The imaginary numbers were created to handle these negative square roots which don’t have a real number solution. The square root of a negative number is as you know classed as imaginary. They’re not “real” numbers which are just numbers you can find along the traditional number line (integers, rational, and irrational numbers).

Simply as you know x^2 = -1 has the solution x = i. This new number system was invented to handle equations of this form which do in fact show up many times in engineering/physics problems and in other fields. Imaginary numbers were first invented though to handle solutions to certain polynomial equations as the real number system couldn’t account for the solutions to these equations. There simply wasn’t a set of numbers available to satisfy these equations. Imaginary numbers do allow us to solve equations in engineering, quantum mechanics, signals processing, etc that all have real world results/behavior.

Now with equations where we have division by 0 the story is a bit different. There doesn’t exist a number system for these cases because it makes no sense, in pure mathematics nor in the physical world. I’m pure mathematics 0 is null, nothing, the absence of value. If I say x/0 = y, then what is “y”? Well let’s try multiplying both sides by 0 to get x = 0*y and thus x must be 0. You see there is already a problem. The solution “y” can be any number. y is an infinite set actually that includes all numbers. All integers, rational, irrational and even imaginary numbers can satisfy this equation… if and only if x = 0. If x does not equal 0 then this equation is literally impossible and there are no solutions since 0 times any number must be 0. This equation makes no mathematical sense and no physical sense so there is no number system which can possibly satisfy this equation.

Let’s for the sake of argument say there was a number system that could satisfy this equation. We’ll denote them as “z” numbers and they’ll work similar to imaginary numbers. So z, 2z, 3z, etc. Such that z = 1/0. And then 2z = 2/0 and so on. So then from this numbering system obviously z + z = 2z. Does 1/0 + 1/0 = 2/0? Or more generally does az + bz have a unique solution of the form x/0 where a and b are some random factors of z?

So does az + bz = x/0?
-> (a+b)z = x/0
-> 0*(a+b)z = x

Again we run into the problem where a+b can be any value to make x = 0 or x cannot be non-zero to satisfy this equation.
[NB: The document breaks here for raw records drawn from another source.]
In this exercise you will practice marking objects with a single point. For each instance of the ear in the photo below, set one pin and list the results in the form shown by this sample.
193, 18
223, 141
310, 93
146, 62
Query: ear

Thus there exists no number Mz (where M is any number non-zero number) where Mz = M/0. So the same logic makes this whole idea of a number system such as this fall apart.

For a physical example imagine you have 100 marbles and you want to evenly distribute them among zero people. How do you do that? If I have 2 people I give 50 each, if I have one person, I give 100, if I have 0 people, …. What about if I wanted to divide these 100 marbles amongst an unknown x amount of people in groups of 0 per person (100/x = 0 -> 100/0 = x)? Well if each person has 0 marbles, then I could have any number of people to satisfy this equation which there is no unique solution for.

Let me show you a cool algebra trick

Let’s start with:. a = b

Now let’s add a to both sides

2a = a + b

Now subtract 2b from both sides

2a – 2b = a – b

Factor the left side

2(a – b) = a – b

Now finally divide by (a-b)

2 = 1

Seems like a strange result! I was able to get this result because I was sneaky and I divided by 0 in the last step. If a = b, then (a-b) is 0. When you divide by 0, strange things happen. Once you prove 2 = 1, you can really just prove that anything = anything else. To avoid that, we say you can’t divide by 0.

But what’s stopping us from dividing by 0 and making up our own rules about how it works? Well nothing really. You can make up your own math if you’d like. But your biggest challenge for that made up math is going to be how you make sure that 2 and 1 are separate numbers. Cuz I say they’re equal if you can divide by 0.